A COR DO SANGUE

Somos fruto de gerações miscigenadas. Todos. É história. Está escrita”

Declaração: tenho muitos e bons amigos portugueses. Daqueles a que uma certa ordem política costuma tratar por “portugueses de bem”. Bom… tenho outros que não sendo tão amigos, são bons conhecidos. Também “de bem”, naturalmente. Em ambos os casos, um sem número de defensores acérrimos do que por norma tratam de identidade nacional, “portugalidade”, alma portuguesa, e por aí fora. Em alguns casos, “raça portuguesa”. Ser português, como algo muito especial. Exclusivo, único. Sou até capaz de entender e de respeitar um certo grau de nacionalismo, algo que ande lado a lado com o orgulho de por aqui termos nascido, numa das Beiras, no Minho, em Trás-os-Montes… no Alentejo, e até aceitar um sentimento de pertença. Tipo “esta é a minha terra”, pertenço-lhe! Aceito. Ela pertence-me! Humm… pois…o que me custa muito, não consigo ver com bons olhos, é que tanta gente que conheço se meta na fila para vangloriar o negacionismo face à evidência de que somos fruto de gerações miscigenadas. Todos. É história. Está escrita. Aliás, bem explicada ao longo dos tempos, e nos mais variados contextos. Desde logo pelos processos de colonização e de migração por que passamos. Não é preciso ir muito atrás para encontramos ascendentes indígenas, africanos, e até europeus… para tornar a coisa mais agradável à leitura. E mais próxima, naturalmente. Gente mais parecida connosco, portugueses “de bem”.
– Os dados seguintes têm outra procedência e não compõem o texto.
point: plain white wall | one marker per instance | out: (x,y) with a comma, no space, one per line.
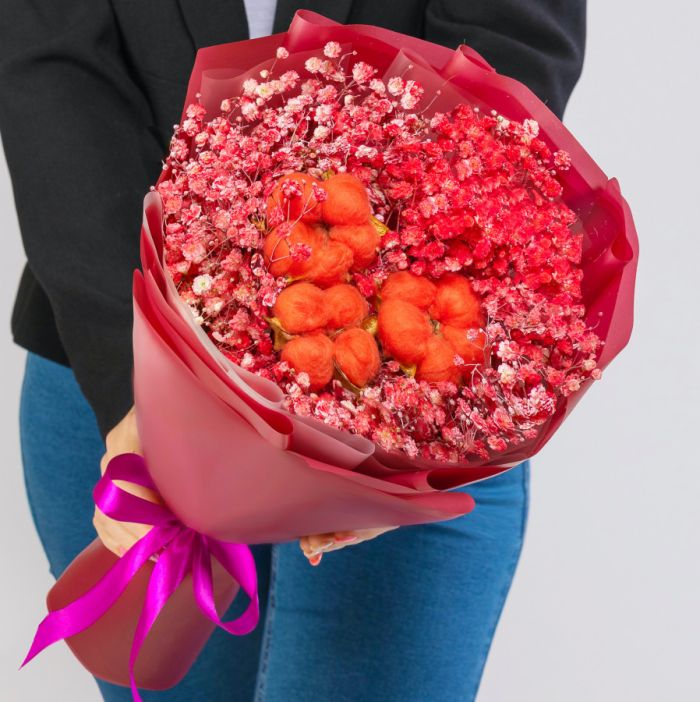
(606,601)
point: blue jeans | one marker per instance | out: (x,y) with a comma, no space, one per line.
(407,617)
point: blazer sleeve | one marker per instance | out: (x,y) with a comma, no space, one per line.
(82,151)
(541,43)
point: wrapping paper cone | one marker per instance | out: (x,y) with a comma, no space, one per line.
(230,463)
(171,647)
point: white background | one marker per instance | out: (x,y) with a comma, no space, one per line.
(606,601)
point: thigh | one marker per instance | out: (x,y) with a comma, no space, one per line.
(407,617)
(61,451)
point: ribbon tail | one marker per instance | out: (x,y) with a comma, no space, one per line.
(238,560)
(170,570)
(89,607)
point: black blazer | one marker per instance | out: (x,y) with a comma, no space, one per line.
(89,91)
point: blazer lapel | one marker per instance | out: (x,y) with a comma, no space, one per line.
(337,10)
(215,21)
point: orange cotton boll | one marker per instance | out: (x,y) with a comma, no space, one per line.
(357,355)
(301,308)
(332,262)
(311,354)
(471,351)
(304,206)
(347,201)
(456,303)
(361,239)
(346,306)
(415,289)
(438,365)
(404,330)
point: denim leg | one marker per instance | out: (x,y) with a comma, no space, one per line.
(407,617)
(61,451)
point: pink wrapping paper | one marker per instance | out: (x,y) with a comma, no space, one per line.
(226,457)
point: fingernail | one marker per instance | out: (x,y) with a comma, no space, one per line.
(345,539)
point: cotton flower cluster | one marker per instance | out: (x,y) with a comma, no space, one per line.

Vejamos, nós fugimos a salto, sem saber ler nem escrever, anos e anos em condições deploráveis de vida, trabalhando quase como escravos, e lá está acabamos casados com francesas, tivemos filhos alemães, cunhados luxemburgueses. Exemplos não faltam, estão aos magotes espalhados um pouco por todo o país, a viver em casas “tipo maison”, com janelas “à la fenêtre”. Ao domingo vamos à missa, mas horas antes, sábado à noite, encostamos a barriga ao balcão, e escudados em meia dúzia de bagaços, vociferamos contra os “imigras” que não têm aonde cair mortos, bradando aos céus; “este é o nosso reino, é preciso limpar Portugal”. Muito tempo antes, aparelhamos as naus, viajamos pelo Atlântico abaixo, e fomos parando aqui e ali, onde víamos terra. Alguns lugares eram terra de ninguém, outros estavam pejados de gente. Com essa gente fizemos o que quisemos. A eles pusemo-los a “acartar pedra”, com elas tivemos filhos. Quantos de nós, descendemos de tantos malditos frutos daqueles ventres. Não têm conta, os que construíram este Portugal e os outros que vieram a seguir. Não podemos rejeitar a responsabilidade nos milhares, milhões de relações que criamos, muitas delas criminosas à luz dos nossos dias, mas sem condenação durante os largos períodos da história da escravatura. Desde os tempos em que nos achamos, aos períodos da exploração. Estes, uns e outros, de bem e de mal, somos nós. E este é o país que herdamos. Escrito por portugueses de todo o tipo de sangue. Mas com a mesma cor. A cor do sangue.